Light has a profound impact on people. Beyond basic visual needs, light also influences the health and wellness of building occupants. Light directly consumes about 30% (Bureau of Economic Analysis [BEA]) of the energy in typical office buildings and up to 60% in typical non-refrigerated warehouse buildings. As many buildings in the Department of Defense (DoD) portfolio start to age, lighting retrofit projects become cost effective, but not all solutions offer the same savings. The opportunity cost of realizing only mediocre savings with an energy retrofit represents 15 to 20 years of lost opportunity. With the proposed dense sensor network, an 80% reduction in lighting energy usage is within reach and the occupancy data integration into the heating, ventilation, and air conditioning (HVAC) control logic compounds the savings by providing up to a 30% reduction in HVAC-related energy use.
This project, EW-201720, will aim to demonstrate the deep energy savings possible by going beyond simple lamp replacements and instead incorporating advanced lighting controls enabled by a fine grained sensor network with Light Emitting Diode (LED) luminaires. The project will develop a holistic method to lighting retrofits, applicable to both high bay and office environments on military installations. This holistic method will incorporate integrating sensed occupancy needed for the advanced lighting controls into the building automation system and optimizing the HVAC control accordingly.

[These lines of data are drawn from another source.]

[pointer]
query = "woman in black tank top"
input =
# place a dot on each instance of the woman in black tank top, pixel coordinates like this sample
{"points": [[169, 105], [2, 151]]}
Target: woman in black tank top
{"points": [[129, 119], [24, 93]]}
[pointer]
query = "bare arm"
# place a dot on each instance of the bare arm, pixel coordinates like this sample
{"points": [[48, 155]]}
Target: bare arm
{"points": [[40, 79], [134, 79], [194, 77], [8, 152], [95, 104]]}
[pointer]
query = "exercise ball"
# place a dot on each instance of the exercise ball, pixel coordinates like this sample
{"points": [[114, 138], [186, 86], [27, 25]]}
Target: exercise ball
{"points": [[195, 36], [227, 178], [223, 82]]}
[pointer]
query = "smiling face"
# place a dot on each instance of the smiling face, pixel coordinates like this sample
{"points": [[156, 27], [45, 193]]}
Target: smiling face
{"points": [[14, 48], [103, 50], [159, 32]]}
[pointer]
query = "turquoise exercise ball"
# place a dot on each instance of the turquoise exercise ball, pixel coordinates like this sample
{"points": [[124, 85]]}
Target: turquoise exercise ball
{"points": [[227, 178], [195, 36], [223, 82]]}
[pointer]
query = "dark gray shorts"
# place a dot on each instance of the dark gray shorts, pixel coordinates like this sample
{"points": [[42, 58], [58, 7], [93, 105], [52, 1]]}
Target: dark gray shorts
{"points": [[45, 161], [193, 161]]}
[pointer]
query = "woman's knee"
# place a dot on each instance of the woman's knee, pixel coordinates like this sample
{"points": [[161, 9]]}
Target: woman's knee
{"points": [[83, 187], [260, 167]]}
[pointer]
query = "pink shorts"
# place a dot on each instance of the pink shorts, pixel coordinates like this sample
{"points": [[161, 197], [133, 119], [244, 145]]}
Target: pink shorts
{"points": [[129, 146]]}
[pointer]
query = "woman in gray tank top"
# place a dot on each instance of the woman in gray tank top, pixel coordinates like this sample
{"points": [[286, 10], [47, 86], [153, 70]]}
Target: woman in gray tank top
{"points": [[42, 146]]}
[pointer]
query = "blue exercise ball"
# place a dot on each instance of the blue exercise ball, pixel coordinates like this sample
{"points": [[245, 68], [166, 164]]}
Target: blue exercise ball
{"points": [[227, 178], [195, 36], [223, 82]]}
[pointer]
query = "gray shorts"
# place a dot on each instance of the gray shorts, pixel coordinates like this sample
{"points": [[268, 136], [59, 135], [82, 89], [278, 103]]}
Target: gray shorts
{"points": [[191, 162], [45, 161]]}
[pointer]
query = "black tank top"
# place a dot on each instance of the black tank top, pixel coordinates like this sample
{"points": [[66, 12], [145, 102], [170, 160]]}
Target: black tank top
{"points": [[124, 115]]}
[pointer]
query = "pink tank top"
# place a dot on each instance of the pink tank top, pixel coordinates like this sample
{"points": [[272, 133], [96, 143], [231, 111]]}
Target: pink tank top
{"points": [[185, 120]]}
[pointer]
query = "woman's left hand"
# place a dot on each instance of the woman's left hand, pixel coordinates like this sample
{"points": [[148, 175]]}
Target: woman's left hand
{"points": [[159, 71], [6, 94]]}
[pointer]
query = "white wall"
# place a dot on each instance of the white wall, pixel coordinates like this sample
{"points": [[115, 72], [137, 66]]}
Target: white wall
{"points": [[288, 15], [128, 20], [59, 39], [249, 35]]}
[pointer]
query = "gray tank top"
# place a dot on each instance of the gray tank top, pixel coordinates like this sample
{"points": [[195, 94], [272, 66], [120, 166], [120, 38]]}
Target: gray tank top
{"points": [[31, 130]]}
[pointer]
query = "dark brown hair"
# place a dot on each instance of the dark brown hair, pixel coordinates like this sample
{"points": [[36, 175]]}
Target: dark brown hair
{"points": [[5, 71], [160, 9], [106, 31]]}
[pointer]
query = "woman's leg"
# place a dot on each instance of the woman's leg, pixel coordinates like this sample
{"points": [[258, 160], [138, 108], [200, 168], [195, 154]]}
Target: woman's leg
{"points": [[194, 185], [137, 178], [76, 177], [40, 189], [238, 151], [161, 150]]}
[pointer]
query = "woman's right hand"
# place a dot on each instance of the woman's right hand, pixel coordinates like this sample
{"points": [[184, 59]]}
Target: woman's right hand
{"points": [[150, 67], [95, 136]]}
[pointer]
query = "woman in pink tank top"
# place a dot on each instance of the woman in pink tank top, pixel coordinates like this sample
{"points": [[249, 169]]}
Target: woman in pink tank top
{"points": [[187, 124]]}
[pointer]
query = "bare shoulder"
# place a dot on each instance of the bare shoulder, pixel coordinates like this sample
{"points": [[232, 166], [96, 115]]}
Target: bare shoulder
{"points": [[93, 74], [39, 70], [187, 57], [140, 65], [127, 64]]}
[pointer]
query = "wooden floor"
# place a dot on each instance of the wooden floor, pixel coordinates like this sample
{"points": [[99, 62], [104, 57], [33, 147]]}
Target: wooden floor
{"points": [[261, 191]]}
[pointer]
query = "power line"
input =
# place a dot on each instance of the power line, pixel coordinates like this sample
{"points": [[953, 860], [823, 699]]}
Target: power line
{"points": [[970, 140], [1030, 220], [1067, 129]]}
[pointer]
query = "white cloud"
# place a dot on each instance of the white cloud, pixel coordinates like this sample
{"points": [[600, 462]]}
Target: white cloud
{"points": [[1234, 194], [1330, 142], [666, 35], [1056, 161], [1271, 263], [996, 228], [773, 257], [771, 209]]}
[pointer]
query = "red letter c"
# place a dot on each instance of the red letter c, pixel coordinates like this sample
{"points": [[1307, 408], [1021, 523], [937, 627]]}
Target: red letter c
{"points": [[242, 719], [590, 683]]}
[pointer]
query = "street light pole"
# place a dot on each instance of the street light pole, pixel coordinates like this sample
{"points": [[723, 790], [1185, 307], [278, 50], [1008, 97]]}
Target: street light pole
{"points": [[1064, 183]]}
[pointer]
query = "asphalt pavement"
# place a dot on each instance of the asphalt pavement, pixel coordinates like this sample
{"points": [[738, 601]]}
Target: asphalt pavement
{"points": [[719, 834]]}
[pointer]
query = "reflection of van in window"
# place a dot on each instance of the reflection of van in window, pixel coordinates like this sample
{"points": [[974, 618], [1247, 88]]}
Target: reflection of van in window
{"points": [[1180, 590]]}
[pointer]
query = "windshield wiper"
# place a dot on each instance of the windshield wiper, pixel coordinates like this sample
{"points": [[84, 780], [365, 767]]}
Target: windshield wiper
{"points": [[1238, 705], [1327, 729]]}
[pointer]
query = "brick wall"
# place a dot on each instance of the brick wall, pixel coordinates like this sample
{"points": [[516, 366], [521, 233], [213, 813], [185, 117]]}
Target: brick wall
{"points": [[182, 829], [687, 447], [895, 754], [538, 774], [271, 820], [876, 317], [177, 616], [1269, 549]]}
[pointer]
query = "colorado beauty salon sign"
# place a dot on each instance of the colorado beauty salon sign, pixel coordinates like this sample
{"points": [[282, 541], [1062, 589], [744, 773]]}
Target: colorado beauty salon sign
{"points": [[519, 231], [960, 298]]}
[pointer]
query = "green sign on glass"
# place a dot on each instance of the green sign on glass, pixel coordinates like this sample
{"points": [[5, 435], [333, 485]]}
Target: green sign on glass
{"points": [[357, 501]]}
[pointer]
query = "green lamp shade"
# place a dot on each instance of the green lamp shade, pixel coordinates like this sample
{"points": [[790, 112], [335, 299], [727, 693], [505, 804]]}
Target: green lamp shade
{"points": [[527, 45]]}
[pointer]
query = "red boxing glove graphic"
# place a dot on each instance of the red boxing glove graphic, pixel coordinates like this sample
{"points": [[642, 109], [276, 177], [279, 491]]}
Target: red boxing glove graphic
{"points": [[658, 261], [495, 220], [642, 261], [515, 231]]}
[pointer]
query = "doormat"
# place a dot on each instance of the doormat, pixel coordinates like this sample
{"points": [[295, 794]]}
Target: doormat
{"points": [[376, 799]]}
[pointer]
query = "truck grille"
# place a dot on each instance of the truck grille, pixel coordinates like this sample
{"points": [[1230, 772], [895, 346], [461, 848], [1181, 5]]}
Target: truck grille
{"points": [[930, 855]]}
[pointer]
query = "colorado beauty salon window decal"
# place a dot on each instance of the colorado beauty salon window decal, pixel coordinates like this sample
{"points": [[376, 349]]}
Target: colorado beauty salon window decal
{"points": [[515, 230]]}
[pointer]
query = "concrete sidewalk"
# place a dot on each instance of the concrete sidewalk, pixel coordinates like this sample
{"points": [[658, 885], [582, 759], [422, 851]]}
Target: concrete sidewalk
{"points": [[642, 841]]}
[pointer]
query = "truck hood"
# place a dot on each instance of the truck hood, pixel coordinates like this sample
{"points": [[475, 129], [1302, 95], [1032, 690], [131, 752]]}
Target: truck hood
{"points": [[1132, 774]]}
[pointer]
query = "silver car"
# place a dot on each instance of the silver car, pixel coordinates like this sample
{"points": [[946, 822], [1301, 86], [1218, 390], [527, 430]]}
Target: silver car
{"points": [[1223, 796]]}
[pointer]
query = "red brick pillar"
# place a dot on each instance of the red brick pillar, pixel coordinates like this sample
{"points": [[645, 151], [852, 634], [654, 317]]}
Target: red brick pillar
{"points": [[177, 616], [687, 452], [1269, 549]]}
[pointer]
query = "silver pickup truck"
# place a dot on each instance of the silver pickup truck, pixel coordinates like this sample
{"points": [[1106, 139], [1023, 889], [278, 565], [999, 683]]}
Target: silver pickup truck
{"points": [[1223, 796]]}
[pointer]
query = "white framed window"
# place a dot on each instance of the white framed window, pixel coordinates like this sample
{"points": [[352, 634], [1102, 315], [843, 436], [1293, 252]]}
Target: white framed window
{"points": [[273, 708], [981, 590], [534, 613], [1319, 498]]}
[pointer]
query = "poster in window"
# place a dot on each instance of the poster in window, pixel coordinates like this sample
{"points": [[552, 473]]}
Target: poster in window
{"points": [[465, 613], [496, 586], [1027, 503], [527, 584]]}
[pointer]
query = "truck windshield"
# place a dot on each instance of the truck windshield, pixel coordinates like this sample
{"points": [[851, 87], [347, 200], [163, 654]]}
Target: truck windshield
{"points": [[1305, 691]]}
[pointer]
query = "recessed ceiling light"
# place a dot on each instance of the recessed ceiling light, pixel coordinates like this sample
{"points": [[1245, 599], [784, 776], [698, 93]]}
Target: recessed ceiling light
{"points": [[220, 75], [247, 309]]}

Other lighting retrofits incorporate ambient light sensors and occupancy sensors, but at a much coarser level. While those attempts need to control a zone of lighting around each sensor, this innovative approach to combine the sensor with the luminaire allows for finer level of control which translates into deeper energy savings.
This project will deliver a data-driven approach to holistic lighting retrofits that is broadly applicable to office spaces and high bay environments across the DoD portfolio. The dense network of sensors performs fine-grained control of light levels based on measured occupancy and provides a rich stream of building data for use in optimizing HVAC control. A General Services Administration (GSA) study [GPG15] has found that LED fixtures with integrated controls produce 75% savings against a national average. The life cycle cost analysis compared the proposed technology against a basic LED retrofit with no occupancy control. Because of the deep energy savings with the lighting and HVAC solution, simple payback for the additional investment is reached in six years in a low electricity price region (e.g. Tinker AFB in Oklahoma), and is reached within three years in high electricity price states such as Connecticut or California. In addition, granular control provides the ability to tune light levels for increased productivity and visual comfort for the occupants.